The cynical take on the debate speaking times

I can’t help but take this a step further. Last post I noted that in Tuesday’s MSNBC Democratic presidential debate, the amount of time spoken by each candidate was correlated ridiculously well with their latest poll numbers, to the extent that it is impossible to believe this was not planned. I don’t know who planned it, but it would seem to me that it is [MS]NBC that had the most to gain. (If the candidates voted on the rules, certainly a majority would not have agreed to such a distribution of time.)

NBC’s (presumed) choice to distribute time is no less than a judgment about who should be president. (And it’s ironic that this would fuel the pundits who come on later to ask “who won” the debate. They should just ask their corporate buddies who they decided to give more screen time to.) Proportioning time is different from cutting out candidates entirely. Not everyone can reasonably fit on a stage or within 2 hours, and a debate with 20 candidates isn’t going to be of particular use to the public. But, given a fixed number of candidates to include, and assuming the public benefits equally from hearing from each, then distributing the time grossly unevenly among the candidates doesn’t serve anyone except those that have something to gain through the election of one candidate or another, and it’s highly presumptuous.

So why would NBC do that? Before the obvious answer, there are two possibilities. The most generous is that the executives believe that the stronger or more likely to win candidates have some claim to more time.
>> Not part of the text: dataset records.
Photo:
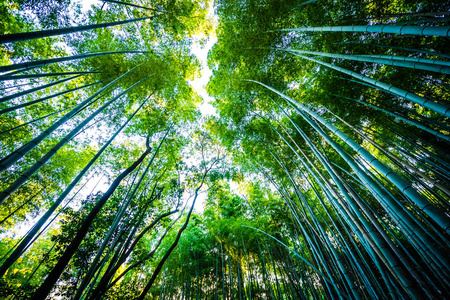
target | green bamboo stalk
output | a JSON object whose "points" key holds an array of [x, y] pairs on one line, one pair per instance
{"points": [[427, 103], [18, 154], [9, 109], [44, 290], [23, 93], [33, 64], [420, 64], [406, 120], [439, 217], [443, 31], [33, 169], [25, 36], [26, 241]]}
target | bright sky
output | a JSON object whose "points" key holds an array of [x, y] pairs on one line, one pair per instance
{"points": [[199, 84]]}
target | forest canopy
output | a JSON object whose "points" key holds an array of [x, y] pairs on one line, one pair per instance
{"points": [[323, 171]]}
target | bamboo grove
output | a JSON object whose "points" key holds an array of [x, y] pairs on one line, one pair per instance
{"points": [[324, 172]]}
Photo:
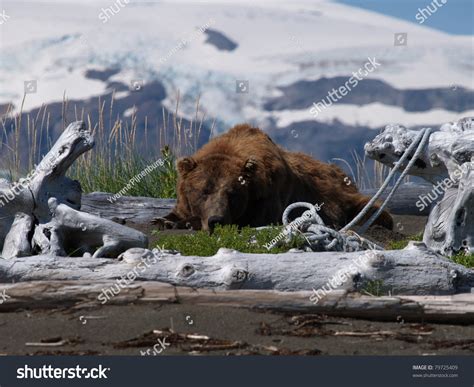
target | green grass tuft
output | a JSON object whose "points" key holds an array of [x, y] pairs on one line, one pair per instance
{"points": [[400, 245], [245, 240], [373, 288]]}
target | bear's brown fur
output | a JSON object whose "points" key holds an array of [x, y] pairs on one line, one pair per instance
{"points": [[242, 177]]}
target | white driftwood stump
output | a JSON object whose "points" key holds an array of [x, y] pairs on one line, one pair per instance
{"points": [[447, 162], [40, 214]]}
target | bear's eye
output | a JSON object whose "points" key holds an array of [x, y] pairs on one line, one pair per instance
{"points": [[233, 199]]}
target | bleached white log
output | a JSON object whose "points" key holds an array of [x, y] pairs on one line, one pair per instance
{"points": [[455, 309], [414, 270], [75, 232], [447, 162], [30, 195], [450, 227], [49, 201], [17, 242], [449, 147]]}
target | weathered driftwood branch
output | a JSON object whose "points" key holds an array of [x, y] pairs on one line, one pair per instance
{"points": [[126, 209], [72, 230], [46, 205], [450, 227], [458, 309], [447, 162], [449, 147], [415, 270]]}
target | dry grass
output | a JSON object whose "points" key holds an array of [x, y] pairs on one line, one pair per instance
{"points": [[118, 155]]}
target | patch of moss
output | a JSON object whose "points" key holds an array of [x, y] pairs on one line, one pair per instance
{"points": [[245, 240]]}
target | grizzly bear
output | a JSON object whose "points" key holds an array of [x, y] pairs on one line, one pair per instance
{"points": [[242, 177]]}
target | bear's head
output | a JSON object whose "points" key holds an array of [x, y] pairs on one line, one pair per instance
{"points": [[215, 189]]}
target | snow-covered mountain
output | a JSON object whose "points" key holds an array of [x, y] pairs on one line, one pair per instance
{"points": [[260, 61]]}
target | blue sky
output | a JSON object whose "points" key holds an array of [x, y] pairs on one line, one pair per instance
{"points": [[454, 17]]}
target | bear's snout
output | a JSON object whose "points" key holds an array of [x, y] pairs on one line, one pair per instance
{"points": [[213, 221]]}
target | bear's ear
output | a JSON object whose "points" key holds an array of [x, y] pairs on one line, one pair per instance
{"points": [[250, 166], [186, 165]]}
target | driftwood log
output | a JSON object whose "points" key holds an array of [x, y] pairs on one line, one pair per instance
{"points": [[80, 294], [40, 214], [414, 270], [447, 162]]}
Why waste TV time on a candidate who won’t win? But this doesn’t explain the situation. John Edwards is not without hope, but NBC still gave 1.5 times more time to Clinton than to him.

The second possibility is that NBC believes this distribution will get higher ratings for the debate. Actually this isn’t an unreasonable idea. If it’s true that people watch what they want to hear, than people could prefer a debate when their preferred candidate speaks more. Then, proportioning out the time by each’s number of supporters could, in principle, make economic sense. (It’s not obvious that mathematically it does make sense, but you could make up an economic story to make it work.)

The third, cynical possibility is that NBC executives are being swayed by their own personal situations. By limiting the majority of the debate time to a few candidates, they increase the influence of their own campaign contributions to those candidates. I don’t know whether NBC execs contribute particularly differently from the population at large, but here are the numbers from CRP. Looking at donations from self-reported NBC executives of $500 or more to Democrats in the debate, $14,500 went to Obama, $7,600 to Clinton, $2,300 to Dodd, and nothing to anyone else. These numbers are no explanation for the time proportioning (then we would expect Clinton to have received the most), but it does show us that the NBC executives have a personal stake in the top candidates, just like everyone else. And if I were them, I certainly wouldn’t want the candidate I contributed to to be out-debated by an opponent who later goes on to win the White House. Who wants to contribute to a loser?

With either of the last two reasons, there is a large conflict of interest. It’s impossible to get out of it: Time was probably proportioned either to bolster ratings (i.e. playing with politics for money), or to bolster particular candidates (i.e. playing with politics for control).